Mary Moore Easter’s first poetry collection, The Body of the World, is forthcoming from MadHad Press in 2018. The manuscript is also a finalist for the Prairie Schooner Bok Prize in 2017. A Pushcart Prize-nominated poet and Cave Canem Fellow, Easter is published in POETRY, The New York Times, Seattle Review, Water Stone, Calyx, Pluck!, Persimmon Tree, Fjord’s Review, The Little Patuxent Review and the 2015 anthology Blues Vision: African American Writing from Minnesota. She holds a B.A. from Sarah Lawrence and an M.A. from Goddard. Born in Petersburg, Virginia to parents on the faculty of then-segregated Virginia State College, she was as immersed in their artistic and intellectual interests as she was in limitations segregation imposed on her black world. She re-rooted as faculty at Minnesota’s Carleton College where she was founder and director of the Dance Program.
This activity is supported by a grant from Aroha Philanthropies Seeding Vitality Arts Initiative and in partnership with Episcopal Homes.
Contemporary Experiments: Improvisation + Technique + Performance, April 20
This advanced level dance master class taught by Leslie Parker with live music is a rigorous physical exploration of the intersections between thought and movement, the real and the representational, the past and the present, freestyle and improvisation, flow and disruption.

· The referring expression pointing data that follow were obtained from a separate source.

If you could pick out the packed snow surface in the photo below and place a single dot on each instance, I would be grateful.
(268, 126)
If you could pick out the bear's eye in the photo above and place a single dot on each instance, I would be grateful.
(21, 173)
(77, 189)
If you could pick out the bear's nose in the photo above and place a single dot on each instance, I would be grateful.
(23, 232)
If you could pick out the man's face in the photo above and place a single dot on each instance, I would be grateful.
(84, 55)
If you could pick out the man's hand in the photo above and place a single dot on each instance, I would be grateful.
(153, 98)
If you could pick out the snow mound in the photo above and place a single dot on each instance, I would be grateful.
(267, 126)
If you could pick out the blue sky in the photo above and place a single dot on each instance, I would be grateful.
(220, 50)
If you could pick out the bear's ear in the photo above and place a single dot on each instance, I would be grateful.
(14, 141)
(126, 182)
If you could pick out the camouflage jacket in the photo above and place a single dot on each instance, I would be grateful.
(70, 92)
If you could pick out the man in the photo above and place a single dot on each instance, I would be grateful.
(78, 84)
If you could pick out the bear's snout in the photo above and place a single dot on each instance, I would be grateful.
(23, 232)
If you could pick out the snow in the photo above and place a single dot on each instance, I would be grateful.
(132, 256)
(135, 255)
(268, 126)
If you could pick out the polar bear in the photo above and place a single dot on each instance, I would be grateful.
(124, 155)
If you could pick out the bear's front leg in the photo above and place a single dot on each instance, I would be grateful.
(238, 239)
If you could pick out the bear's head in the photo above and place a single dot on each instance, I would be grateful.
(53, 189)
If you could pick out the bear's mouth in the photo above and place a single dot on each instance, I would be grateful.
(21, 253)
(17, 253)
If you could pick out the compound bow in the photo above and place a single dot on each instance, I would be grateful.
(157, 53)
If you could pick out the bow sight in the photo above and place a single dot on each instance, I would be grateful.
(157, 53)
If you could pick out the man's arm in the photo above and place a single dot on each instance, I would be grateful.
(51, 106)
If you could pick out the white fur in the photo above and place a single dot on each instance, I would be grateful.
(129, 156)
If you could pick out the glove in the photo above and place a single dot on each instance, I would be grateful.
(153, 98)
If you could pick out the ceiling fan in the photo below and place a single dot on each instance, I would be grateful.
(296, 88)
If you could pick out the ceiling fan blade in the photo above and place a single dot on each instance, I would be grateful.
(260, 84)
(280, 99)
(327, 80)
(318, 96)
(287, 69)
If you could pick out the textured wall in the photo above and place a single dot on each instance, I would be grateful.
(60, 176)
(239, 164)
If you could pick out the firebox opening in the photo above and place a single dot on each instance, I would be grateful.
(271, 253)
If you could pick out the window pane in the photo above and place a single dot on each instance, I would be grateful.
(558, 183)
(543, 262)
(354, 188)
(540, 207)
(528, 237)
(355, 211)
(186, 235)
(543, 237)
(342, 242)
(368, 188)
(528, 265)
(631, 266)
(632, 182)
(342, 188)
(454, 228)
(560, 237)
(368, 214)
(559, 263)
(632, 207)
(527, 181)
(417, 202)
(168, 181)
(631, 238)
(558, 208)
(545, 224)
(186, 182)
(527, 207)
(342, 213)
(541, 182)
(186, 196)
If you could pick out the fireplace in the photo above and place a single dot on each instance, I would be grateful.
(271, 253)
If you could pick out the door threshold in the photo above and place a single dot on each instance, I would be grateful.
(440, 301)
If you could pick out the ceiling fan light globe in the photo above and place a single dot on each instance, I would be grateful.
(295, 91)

In this class, the exploration of presence as multiple embodied states that generate empathetic choices in making dances and dance performance is informed by the African Diaspora in both a historical and contemporary moment.
This class emphasizes athleticism, grounded movement and polyrhythmic phrases that include floorwork with moments for risk-taking, to reflect, and to respond through improvisation. The objective is to push physical boundaries while focusing on breath, gravity, rhythm and musicality. We will challenge norms that inhabits the body, space, promote greater awareness in impulses, and apply intersectionality to “unpack” our internal and external input so that a new kind of expression may emerge.
Friday, April 20 | 5:15-6:45 pm | TU Dance Center
Class Fee: $14
Leslie Parker is a dance artist/maker, improviser, performer and educator with an archive of embodied memories from 34 years of studying, researching, teaching and performing dances from sacred and secular practices of the African Diaspora. Informally, her training is credited to a fierce community of activists, organizers, dancers and artists who emphasized the significance of community and strives to restore its vibrancy. She has danced with national and international artists in Germany, Virginia, Minnesota, Philadelphia, and New York. She is the recipient of the 2017 New York Dance and Performance Award Bessie Award for Outstanding Performer. Parker is motivated to make spaces for dance that are wildly creative, inquisitive, and experimental in their exploration of themes related to spirituality, racial identity and social justice. To read more, visit leslieparkerdance.com
This masterclass is provided by Brownbody in partnership with TU Dance.